President of the Senate
- In office 15 May 1912 – 15 May 1915
- Preceded by: Carlos Aldunate Solar
- Succeeded by: Eduardo Charme

Personal details
- Born: 28 July 1862 Santiago, Chile
- Died: 29 January 1934 (aged 71) Santiago, Chile
- Party: Conservative Party
- Parent(s): Silvestre Ochagavía Errázuriz Concepción Echaurren García-Huidobro
- Alma mater: University of Chile (LL.B)
- Occupation: Politician
- Profession: Lawyer

= Silvestre Ochagavía Echaurren =

Chilean politician

Silvestre Ochagavía Echaurren (born 28 July 1862 – 29 January 1934) was a Chilean politician and lawyer who served as President of the Senate of Chile.

==Biography==
He was born in Santiago, at the Chacra Ochagavía, on 28 July 1862, son of Silvestre Ochagavía Errázuriz and Concepción Echaurren García Huidobro.

He married Isabel Hurtado Larraín and, in a second marriage, Carmen Echeverría; he had eight children.

He received private instruction at his residence and later entered the Colegio de los Sagrados Corazones, where he studied between 1872 and 1878. He subsequently studied law at the University of Chile and was admitted to the bar on 9 November 1883.

He was member of the Conservative Party and served on its executive board in 1906 and on its General Directorate in 1912.

He was one of the country's major wine industrialists, owner of the “Viña Ochagavía,” located on the outskirts of Santiago.

In 1916 he was appointed Minister of Foreign Affairs, Worship and Colonization, serving from 30 April to 1 July 1916 under President Juan Luis Sanfuentes; he resigned due to internal disagreements within the Conservative Party.

In 1925 he presided over the Tribunal Calificador de Elecciones.

He was one of the owners and directors of the newspapers El Diario Ilustrado and La Unión.
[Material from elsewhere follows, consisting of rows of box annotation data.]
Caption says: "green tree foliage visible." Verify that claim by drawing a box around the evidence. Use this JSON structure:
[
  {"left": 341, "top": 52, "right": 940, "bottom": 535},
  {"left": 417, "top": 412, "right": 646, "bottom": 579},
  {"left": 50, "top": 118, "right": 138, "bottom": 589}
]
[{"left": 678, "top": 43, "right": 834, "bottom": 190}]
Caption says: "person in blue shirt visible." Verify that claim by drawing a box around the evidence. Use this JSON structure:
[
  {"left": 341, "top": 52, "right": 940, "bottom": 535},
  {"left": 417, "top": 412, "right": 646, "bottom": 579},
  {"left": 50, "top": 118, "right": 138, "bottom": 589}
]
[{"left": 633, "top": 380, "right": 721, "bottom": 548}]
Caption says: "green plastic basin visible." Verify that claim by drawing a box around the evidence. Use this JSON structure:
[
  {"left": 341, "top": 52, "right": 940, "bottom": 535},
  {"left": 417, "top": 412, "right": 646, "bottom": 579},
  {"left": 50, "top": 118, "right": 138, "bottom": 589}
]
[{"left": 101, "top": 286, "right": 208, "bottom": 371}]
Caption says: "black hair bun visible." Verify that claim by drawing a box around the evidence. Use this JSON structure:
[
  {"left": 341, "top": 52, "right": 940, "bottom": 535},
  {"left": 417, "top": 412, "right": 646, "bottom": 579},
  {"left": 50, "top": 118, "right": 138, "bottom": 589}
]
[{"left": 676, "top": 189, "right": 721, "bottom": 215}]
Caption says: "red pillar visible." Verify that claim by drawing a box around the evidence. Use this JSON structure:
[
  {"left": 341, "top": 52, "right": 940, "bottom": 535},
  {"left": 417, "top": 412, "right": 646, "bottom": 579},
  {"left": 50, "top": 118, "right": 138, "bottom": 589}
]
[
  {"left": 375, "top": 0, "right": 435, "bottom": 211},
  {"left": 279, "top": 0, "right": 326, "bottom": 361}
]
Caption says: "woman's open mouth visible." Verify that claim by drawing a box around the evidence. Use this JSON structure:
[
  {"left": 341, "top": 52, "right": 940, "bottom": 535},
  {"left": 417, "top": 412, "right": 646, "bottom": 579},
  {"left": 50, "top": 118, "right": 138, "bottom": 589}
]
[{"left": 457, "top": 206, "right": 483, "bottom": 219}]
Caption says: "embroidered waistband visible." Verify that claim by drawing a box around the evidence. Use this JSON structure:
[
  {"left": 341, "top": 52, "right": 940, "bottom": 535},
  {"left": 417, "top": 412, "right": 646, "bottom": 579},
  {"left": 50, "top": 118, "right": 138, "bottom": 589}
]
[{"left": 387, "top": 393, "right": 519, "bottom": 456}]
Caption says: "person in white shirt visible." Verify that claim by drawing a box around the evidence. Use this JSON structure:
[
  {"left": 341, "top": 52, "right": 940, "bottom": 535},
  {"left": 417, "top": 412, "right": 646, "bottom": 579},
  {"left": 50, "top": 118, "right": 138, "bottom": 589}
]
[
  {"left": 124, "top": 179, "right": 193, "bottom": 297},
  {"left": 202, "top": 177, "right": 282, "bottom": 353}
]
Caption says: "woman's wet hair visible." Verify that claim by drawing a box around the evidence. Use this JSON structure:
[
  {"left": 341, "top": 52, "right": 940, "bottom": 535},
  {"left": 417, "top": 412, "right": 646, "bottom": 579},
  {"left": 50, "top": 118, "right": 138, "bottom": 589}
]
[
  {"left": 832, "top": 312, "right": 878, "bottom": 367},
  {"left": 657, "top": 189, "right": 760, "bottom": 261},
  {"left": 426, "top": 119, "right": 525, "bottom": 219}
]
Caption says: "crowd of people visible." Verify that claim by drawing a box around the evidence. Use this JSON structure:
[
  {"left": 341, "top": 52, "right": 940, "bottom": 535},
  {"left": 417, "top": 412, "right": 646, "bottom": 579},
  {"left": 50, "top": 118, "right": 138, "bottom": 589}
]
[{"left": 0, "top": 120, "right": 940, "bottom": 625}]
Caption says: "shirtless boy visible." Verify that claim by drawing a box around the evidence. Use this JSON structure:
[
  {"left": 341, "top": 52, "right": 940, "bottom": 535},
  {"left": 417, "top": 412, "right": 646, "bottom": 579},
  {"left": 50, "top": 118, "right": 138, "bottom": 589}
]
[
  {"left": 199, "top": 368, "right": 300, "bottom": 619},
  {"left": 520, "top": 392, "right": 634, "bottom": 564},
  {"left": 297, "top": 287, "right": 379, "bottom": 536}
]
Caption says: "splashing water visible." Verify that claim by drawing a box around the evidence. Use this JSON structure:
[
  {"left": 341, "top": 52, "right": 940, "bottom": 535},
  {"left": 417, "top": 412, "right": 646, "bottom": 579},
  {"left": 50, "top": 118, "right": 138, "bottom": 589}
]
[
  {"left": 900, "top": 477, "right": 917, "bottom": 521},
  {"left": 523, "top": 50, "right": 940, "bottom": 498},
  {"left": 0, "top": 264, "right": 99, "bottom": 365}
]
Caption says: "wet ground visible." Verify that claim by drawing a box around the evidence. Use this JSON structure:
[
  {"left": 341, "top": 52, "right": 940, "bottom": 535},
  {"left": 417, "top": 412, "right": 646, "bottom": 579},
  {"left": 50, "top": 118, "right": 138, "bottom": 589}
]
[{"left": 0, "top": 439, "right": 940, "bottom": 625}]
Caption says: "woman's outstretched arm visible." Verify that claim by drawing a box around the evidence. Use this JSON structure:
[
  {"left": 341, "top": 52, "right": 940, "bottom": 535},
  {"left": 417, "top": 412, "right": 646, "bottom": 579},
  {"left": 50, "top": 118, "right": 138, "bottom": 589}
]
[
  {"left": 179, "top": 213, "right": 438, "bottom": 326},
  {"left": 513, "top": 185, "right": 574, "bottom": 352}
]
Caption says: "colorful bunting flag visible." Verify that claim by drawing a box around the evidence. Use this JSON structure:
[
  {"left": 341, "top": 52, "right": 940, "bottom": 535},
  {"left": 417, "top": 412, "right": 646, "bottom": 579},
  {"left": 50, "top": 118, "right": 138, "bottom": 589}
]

His travels abroad allowed him to acquire knowledge that he applied to his industrial enterprises. He also participated actively in charitable institutions and was member of the Club de la Unión and of the Sociedad Nacional de Agricultura (SNA).

He died in Santiago, at the Chacra Ochagavía, on 29 January 1934.

==Parliamentary career==
He was elected deputy for Rere and Puchacay for the 1891–1894 period, joining Congress on 24 December 1891. He was re-elected for the same constituency for the 1894–1897 period, serving on the Permanent Commission of Education and Charity.

He was elected deputy for Llanquihue, Carelmapu and Osorno for the 1897–1900 period and continued serving on the Permanent Commission of Education and Charity. He was again elected for the same district for the 1903–1906 period, joining the Chamber on 28 July 1903 and serving as alternate member of the Permanent Commission of Finance.

He was elected senator for Chiloé for the 1912–1918 period and served as President of the Senate from 14 October 1914 to 2 June 1915. He was alternate member of the Permanent Commission of Foreign Affairs and member of the Permanent Commissions of Public Instruction, War and Navy, and Interior Police.

He was re-elected senator for Chiloé for the 1918–1924 period, serving as alternate member of the Permanent Commission of Foreign Affairs and Worship and member of the Permanent Commission of Interior Police.

He was again elected senator, this time for the Third Provincial Grouping “Aconcagua and Valparaíso,” for the 1926–1934 period. He served on the Permanent Commissions of Public Works and Communications and Labor and Social Welfare, and as alternate member of the Permanent Commission of Foreign Affairs.